I worked with a cameraman on the filming process. The music was composed by Nhung Nguyen in Hanoi. I edited the video myself and created the animated sections (in the video – interviewer).
How do you feel after your work went public – especially now that it is well-known to the Asian art community?
I feel really happy and also hope that the public will be even more welcoming towards contemporary art. Because to be honest, I think that this subject as well as the way it was portrayed will appear controversial to many. I worry that back in Vietnam, people will not agree with how I made it. But I also think that it’s an artist’s personal expression. An artist could not create much of a change nor influence, but I always hope that when [the artists] receive international recognition, they will be more openly accepted in Vietnam, especially on art programs of the government, of museums, or even on television…
What is your comment on the development of Vietnam’s contemporary art scene at the moment?
Vietnamese contemporary art scene is in such an exciting and intriguing phase. It is very different from that of other developed countries, where there are advanced art education and many systems in place. Vietnam is in its transition stage from the socialist economy to free trade, but on the cultural side – not only [visual] arts but also literature, music, theater – are still facing suppression.
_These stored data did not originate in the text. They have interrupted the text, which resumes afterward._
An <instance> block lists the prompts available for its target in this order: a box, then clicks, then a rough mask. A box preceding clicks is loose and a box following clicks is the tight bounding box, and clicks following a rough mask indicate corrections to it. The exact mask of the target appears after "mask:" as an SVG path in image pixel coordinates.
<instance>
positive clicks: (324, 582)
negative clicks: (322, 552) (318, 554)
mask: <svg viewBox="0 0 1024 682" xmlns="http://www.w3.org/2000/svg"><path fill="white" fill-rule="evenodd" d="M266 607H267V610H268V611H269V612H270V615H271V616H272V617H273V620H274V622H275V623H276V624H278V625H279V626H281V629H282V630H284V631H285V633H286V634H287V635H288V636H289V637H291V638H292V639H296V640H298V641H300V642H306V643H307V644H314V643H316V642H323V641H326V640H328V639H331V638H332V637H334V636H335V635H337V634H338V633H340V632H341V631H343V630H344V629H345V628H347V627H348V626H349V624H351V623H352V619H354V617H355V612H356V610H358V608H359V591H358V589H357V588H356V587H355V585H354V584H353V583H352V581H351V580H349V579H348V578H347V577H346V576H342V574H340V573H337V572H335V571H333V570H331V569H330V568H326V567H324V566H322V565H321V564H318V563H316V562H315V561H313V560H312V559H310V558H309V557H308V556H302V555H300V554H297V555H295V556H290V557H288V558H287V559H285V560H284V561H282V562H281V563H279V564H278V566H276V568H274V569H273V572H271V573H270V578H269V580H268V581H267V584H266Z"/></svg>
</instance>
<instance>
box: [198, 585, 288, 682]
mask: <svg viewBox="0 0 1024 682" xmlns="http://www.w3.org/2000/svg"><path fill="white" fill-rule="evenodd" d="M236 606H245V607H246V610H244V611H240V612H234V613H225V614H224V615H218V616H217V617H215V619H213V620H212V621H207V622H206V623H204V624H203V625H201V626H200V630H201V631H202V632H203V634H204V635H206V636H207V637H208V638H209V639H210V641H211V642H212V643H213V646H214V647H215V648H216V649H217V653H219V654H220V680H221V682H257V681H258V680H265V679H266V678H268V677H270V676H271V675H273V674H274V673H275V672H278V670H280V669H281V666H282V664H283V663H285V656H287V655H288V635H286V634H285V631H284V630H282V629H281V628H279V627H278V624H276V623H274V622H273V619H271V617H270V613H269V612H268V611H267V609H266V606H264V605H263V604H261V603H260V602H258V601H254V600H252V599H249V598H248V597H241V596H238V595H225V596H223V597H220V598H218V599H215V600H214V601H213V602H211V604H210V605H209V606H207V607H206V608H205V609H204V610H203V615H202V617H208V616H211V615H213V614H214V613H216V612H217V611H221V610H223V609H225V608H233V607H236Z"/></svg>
These are changing, in a bottom-up manner, as artists are creating their own art, working with each other and organizing their own exhibitions and creating platforms separately from [the state’s] orthodox museums. Their art are very original and exciting because the artists themselves want to create it. In Vietnam, there has yet to be an art market with art collectors to support the artists in order for them to make a living from their craft.
How do you plan to spend your 60,000 SGD prize? Have you any plan for future endeavors?
I haven’t given it much thought, but one thing for sure is that I will spend part of the prize to found a supporting fund for children who helped me make this film in Gia Lai. They were living in the rural with unfavorable conditions, but all are such bright kids with tremendous potential. I do hope that I can support them in my ability so that they can go to school and follow the career of their choice.
Through your art practicing experience and the production process of “Tropical Siesta”, what do you think about the power of visuals and videos in artistic expression? What is the difference between them and other conventional media such as paintings and sculptures?
“Tropical Siesta” actually includes both oil paintings and videos. I was trained as a painter, and so paintings to me are an accustomed medium still. The use of two-channel video is different in the way that moving images can convey the story well – while paintings are more about the feel of the medium. With “Tropical Siesta”, I want to combine both elements, so that it is not just telling a story with its details and characters,… but also emphasizing on visual language and, at the same time, on storytelling, creating for myself as an artist and for the audience a diverse perspective unrestrained by any doctrine or convention.